Pair Corralation between GM and Guotai Junan
Allowing for the 90-day total investment horizon General Motors is expected to under-perform the Guotai Junan. In addition to that, GM is 1.42 times more volatile than Guotai Junan Securities. It trades about -0.07 of its total potential returns per unit of risk. Guotai Junan Securities is currently generating about 0.01 per unit of volatility. If you would invest 1,893 in Guotai Junan Securities on September 30, 2024 and sell it today you would earn a total of 2.00 from holding Guotai Junan Securities or generate 0.11% return on investment over 90 days.

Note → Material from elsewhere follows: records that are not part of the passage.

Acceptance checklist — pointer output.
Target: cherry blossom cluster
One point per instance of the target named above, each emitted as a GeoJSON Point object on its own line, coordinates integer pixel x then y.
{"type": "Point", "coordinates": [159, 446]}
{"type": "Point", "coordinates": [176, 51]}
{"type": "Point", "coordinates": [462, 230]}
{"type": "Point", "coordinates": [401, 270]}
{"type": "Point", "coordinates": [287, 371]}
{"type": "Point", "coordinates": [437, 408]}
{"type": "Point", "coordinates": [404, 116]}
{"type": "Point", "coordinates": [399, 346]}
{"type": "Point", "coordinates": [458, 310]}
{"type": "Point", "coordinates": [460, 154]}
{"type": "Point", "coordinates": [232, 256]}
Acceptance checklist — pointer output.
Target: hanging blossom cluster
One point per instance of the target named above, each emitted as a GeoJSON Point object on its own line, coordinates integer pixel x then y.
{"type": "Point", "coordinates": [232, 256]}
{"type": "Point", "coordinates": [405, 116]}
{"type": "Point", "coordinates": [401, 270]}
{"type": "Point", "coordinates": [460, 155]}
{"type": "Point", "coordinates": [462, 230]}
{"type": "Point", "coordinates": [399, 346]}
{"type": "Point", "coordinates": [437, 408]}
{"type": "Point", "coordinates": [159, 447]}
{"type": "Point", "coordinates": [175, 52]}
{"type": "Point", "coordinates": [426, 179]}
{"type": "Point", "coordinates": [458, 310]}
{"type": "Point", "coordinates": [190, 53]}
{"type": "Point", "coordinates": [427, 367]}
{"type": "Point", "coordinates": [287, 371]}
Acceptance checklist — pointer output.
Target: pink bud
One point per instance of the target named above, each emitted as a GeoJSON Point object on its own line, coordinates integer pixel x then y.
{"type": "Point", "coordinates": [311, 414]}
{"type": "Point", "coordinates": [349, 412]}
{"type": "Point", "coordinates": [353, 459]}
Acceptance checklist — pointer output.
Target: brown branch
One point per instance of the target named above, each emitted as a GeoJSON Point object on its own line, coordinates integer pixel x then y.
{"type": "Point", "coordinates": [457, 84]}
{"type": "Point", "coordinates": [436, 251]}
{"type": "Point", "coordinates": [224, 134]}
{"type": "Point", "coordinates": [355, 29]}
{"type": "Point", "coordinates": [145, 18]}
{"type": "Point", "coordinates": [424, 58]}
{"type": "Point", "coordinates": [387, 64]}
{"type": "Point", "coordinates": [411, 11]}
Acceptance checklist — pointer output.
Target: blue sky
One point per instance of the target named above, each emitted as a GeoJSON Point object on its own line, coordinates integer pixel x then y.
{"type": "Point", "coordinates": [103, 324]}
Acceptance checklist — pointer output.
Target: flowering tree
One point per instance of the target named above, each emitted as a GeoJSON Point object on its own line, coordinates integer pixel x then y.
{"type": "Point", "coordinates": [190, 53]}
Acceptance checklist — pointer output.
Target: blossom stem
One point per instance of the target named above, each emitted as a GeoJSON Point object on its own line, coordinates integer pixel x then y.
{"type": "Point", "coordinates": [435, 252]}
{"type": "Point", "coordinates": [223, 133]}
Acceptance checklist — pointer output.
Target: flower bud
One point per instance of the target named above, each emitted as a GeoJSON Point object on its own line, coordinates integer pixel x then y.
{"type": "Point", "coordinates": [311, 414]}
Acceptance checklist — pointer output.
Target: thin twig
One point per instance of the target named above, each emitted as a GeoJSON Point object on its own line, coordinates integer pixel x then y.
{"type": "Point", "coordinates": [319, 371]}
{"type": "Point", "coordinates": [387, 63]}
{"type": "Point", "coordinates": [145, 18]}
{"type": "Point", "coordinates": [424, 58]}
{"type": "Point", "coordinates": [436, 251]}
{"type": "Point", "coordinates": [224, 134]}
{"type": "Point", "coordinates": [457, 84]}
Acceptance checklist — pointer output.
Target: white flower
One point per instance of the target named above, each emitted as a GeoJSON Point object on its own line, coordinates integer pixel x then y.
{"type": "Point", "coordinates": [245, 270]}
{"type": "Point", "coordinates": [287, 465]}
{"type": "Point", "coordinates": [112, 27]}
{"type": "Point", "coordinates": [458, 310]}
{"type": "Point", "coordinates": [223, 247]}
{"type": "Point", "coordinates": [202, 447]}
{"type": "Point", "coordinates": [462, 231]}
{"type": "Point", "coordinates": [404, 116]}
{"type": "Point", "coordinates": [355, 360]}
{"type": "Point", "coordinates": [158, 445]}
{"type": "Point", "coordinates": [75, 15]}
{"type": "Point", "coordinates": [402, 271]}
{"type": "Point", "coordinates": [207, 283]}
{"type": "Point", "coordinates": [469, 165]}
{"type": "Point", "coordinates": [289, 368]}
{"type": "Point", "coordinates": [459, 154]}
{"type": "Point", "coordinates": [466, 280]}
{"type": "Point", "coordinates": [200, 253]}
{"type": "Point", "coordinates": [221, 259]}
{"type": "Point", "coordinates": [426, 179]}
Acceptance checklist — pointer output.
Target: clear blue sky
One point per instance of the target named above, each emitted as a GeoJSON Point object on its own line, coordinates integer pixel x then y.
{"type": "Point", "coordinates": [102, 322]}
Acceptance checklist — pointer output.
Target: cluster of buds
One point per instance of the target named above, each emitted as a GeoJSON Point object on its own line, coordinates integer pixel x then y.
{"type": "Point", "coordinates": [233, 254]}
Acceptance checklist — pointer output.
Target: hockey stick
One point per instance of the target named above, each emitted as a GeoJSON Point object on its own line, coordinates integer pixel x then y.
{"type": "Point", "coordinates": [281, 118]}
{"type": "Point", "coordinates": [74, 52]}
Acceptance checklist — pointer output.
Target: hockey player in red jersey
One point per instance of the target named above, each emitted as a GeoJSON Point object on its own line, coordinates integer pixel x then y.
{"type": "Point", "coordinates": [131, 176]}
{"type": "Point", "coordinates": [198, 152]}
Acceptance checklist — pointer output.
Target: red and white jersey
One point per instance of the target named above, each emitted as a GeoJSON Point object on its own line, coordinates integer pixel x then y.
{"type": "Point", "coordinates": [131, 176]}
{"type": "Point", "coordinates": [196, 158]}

Time Period | 3 Months [change] |
Direction | Moves Together |
Strength | Significant |
Accuracy | 95.45% |
Values | Daily Returns |
General Motors vs. Guotai Junan Securities
Performance |
Timeline |
General Motors |
Guotai Junan Securities |
GM and Guotai Junan Volatility Contrast
Predicted Return Density |
Returns |
Pair Trading with GM and Guotai Junan
The main advantage of trading using opposite GM and Guotai Junan positions is that it hedges away some unsystematic risk. Because of two separate transactions, even if GM position performs unexpectedly, Guotai Junan can make up some of the losses. Pair trading also minimizes risk from directional movements in the market. For example, if an entire industry or sector drops because of unexpected headlines, the short position in Guotai Junan will offset losses from the drop in Guotai Junan's long position.The idea behind General Motors and Guotai Junan Securities pairs trading is to make the combined position market-neutral, meaning the overall market's direction will not affect its win or loss (or potential downside or upside). This can be achieved by designing a pairs trade with two highly correlated stocks or equities that operate in a similar space or sector, making it possible to obtain profits through simple and relatively low-risk investment.Guotai Junan vs. Kweichow Moutai Co | Guotai Junan vs. Contemporary Amperex Technology | Guotai Junan vs. G bits Network Technology | Guotai Junan vs. BYD Co Ltd |
Check out your portfolio center.Note that this page's information should be used as a complementary analysis to find the right mix of equity instruments to add to your existing portfolios or create a brand new portfolio. You can also try the Portfolio Manager module to state of the art Portfolio Manager to monitor and improve performance of your invested capital.